Abstract
Analysis of cardiac ultrasound images is commonly performed in routine clinical practice for quantification of cardiac function. Its increasing automation frequently employs deep learning networks that are trained to predict disease or detect image features. However, such models are extremely data-hungry and training requires labelling of many thousands of images by experienced clinicians. Here we propose the use of contrastive learning to mitigate the labelling bottleneck. We train view classification models for imbalanced cardiac ultrasound datasets and show improved performance for views/classes for which minimal labelled data is available. Compared to a naïve baseline model, we achieve an improvement in F1 score of up to 26% in those views while maintaining state-of-the-art performance for the views with sufficiently many labelled training observations.
Access provided by Autonomous University of Puebla. Download conference paper PDF
Similar content being viewed by others
Keywords
1 Introduction
Echocardiography is widely and routinely used for assessing heart function and for the diagnosis of several conditions, such as heart failure and coronary artery disease [13]. In a routine echocardiographic study, multiple views of the heart are obtained to show different parts of the heart’s internal structure, i.e. the ventricles, atria and valves—see Fig. 1. However, not all views are used in subsequent analysis of the echocardiograms depending on the cardiac function being assessed or the type of disease being investigated [13]. Therefore, an important initial step in any automated analysis pipeline is the accurate detection of standardised cardiac views shown on each echocardiogram. Frequently, further analysis—usually performed with proprietary analysis software—focuses on left ventricular function [17]. Often only the three apical views of the heart are assessed, which show slices through the left ventricle. However, it is still important for a view classifier to be aware of the entire cardiac anatomy so that it does not misclassify views it has not been trained on. This is challenging because it requires large training datasets with appropriate labels. Furthermore, when assessing certain cardiac conditions, the injection of a microbubble contrast agent is used to better highlight the boundaries of the left ventricular wall [20]. This changes the image appearance completely and effectively inverts the image contrast. Hence, these views cannot be classified without contrast enhanced data also being labelled for model training. The ability to correctly classify contrast images thus requires double the labelling effort.
View classification on echocardiographic data has previously been achieved using convolutional networks [8, 18, 22] that take as input an image and predict one of the possible views that were present in the training label set for that network. For the commonly acquired echocardiographic views, such as the apical four-chamber view, labelled data for model training is available even in some public datasets [14, 19]. However, for less commonly acquired views, with or without contrast enhancement, it is time-consuming and expensive to acquire labels and thus, datasets are often highly imbalanced. To tackle data imbalance, training classifiers may require under-sampling the majority classes and specialised cost functions [10] or augmentations with synthetically generated data [1].

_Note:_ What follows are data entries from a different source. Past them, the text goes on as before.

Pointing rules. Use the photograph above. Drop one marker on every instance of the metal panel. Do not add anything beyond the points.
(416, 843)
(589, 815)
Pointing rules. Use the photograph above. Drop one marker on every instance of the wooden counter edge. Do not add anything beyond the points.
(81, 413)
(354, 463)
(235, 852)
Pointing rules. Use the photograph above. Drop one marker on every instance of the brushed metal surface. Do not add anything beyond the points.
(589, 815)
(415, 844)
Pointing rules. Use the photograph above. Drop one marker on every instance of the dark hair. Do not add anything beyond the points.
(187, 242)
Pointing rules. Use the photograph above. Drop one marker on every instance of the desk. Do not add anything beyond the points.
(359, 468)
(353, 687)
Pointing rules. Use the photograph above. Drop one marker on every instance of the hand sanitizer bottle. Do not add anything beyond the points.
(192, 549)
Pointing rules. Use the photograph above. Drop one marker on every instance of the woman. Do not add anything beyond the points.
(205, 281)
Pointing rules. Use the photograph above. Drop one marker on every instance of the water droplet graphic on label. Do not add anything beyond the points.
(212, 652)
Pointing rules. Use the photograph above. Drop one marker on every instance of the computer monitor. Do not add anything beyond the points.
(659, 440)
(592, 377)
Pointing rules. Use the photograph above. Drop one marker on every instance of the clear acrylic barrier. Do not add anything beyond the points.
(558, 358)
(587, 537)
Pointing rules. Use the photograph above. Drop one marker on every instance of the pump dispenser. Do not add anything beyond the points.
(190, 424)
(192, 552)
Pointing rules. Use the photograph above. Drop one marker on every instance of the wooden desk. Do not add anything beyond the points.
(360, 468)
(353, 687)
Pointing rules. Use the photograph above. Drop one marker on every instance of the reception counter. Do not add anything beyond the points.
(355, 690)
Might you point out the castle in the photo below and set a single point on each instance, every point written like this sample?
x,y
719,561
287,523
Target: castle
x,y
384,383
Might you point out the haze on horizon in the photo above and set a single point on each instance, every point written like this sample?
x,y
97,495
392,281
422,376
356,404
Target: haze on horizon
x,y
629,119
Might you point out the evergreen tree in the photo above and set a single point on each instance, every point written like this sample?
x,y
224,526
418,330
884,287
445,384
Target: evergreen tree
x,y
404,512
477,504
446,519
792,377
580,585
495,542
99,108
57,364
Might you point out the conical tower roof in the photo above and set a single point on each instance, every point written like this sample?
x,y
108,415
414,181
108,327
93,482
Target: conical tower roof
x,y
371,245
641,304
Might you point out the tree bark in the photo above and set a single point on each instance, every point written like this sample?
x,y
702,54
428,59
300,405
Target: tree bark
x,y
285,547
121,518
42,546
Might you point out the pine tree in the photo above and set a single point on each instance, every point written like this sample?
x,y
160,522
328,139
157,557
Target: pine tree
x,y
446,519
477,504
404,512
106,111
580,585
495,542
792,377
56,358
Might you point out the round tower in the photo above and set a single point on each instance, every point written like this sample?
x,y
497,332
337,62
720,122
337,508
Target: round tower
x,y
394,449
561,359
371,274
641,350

In this paper, we investigate the problem of view classification in cardiac ultrasound images and attempt to improve the classification accuracy of convolutional neural networks, especially on under-represented classes, with the use of contrastive learning. Contrastive learning is a pre-training methodology, which improves learning of features useful for classification tasks through a contrastive loss. The contrastive loss clusters similar images together (positive pairs) and pushes different images away (negative pairs). This can be entirely based on self supervision for example when positive pairs consist of different augmented version of an image (SimCLR [6]) or, when in addition to augmentations, positive pairs also use supervision to include images of the same label (SupCon [11]). This has proven successful in computer vision tasks for instance for ImageNet sample classification [6].
Furthermore, although cardiac ultrasound data consist of videos, view classification is typically performed per-frame as a 2D classification problem. For videos, unsupervised contrastive learning, such as SimCLR, is not directly applicable as also discussed in [7]: if multiple frames of the same video end up in the same batch, then the negative pairs of a frame will include other frames of the same video. This would hinder the ability of the contrastive loss to only cluster similar images together, since different video frames would generate a higher loss value. We therefore adopt the supervised contrastive loss [11], which does not suffer from this limitation. Our contributions are the following: (a) we apply contrastive classification neural networks to cardiac ultrasound, and (b) we evaluate in a dataset of contrast and non-contrast enhanced echocardiographic images collated from public and proprietary sources and show improved results when using the proposed contrastive framework for views which have fewer labelled training observations.
2 Related Work
Standard plane/view detection has been previously studied in fetal ultrasound with supervised deep learning models, such as SonoNet [2], multi-scale DenseNet [12], and convolutional networks finetuned with transfer learning [5] or trained with additional tasks to predict attention maps and adversarial training [3]. In echocardiography, inception [18] and VGG [22] networks have been used to predict several views or subclasses of views, although not applied on contrast echo data. Typically, contrast-enhanced images are used in isolation, for example to extract myocardial segmententations [15, 16]. Most recently, high view classification accuracy was reported by a convolutional network applied on mixed microbubble contrast-enhanced and non-contrast data from a multi-vendor site [8].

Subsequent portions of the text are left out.